Чем сильнее был восторг и ослепительней видения, тем больше я замыкался и уходил в себя. Я долго испепелял душу, ничего больше не проникало туда, она была пуста, как могила, где мертвецы рассыпались в прах. Солнце я возненавидел, плеск реки и лес раздражали меня, природа казалась глупой. Все померкло, измельчало, я жил в вечных сумерках.
Иногда приходила мысль: не ошибаюсь ли я? Последовательно представлял я свою юность, будущее, но какая жалкая юность, какое пустое будущее!
Порой, желая оставить созерцание своего несчастья, я оборачивался к миру, и в нем мне открывались вопли, крики, слезы, судороги, все та же вечная комедия с теми же актерами.
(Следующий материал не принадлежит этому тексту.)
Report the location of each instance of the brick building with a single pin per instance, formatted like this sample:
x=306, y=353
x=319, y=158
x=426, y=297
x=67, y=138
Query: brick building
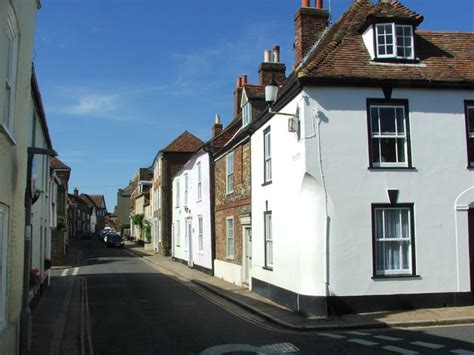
x=232, y=174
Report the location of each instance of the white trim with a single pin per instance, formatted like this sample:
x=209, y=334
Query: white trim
x=229, y=256
x=4, y=223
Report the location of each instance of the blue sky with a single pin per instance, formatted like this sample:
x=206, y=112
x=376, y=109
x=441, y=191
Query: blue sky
x=120, y=79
Ведь кто-то изучает это все, с утра принимаясь за дело! — думал я. Одна лишь великая любовь могла бы меня спасти, но я не верил в нее и безутешно оплакивал невозможное желанное счастье.
Смерть тогда казалась мне прекрасной. Я всегда любил ее, в детстве хотел познакомиться с ней ближе, чтобы понять, что скрывается в могиле, какие сны там снятся. Помню, часто я счищал патину со старых медных монеток, чтобы отравиться, пробовал глотать булавки, стоял в проеме слухового окна на чердаке, намереваясь броситься вниз… Думая о том, что почти все дети делают так, стремятся к смерти, играя, я убеждаюсь — человек, что бы ни говорили, любит смерть неутолимой любовью. Он отдает ей все, что создал, является на свет из небытия и туда уходит вновь, думает только о смерти, зародыш ее носит в своем теле, а стремление к ней — в душе.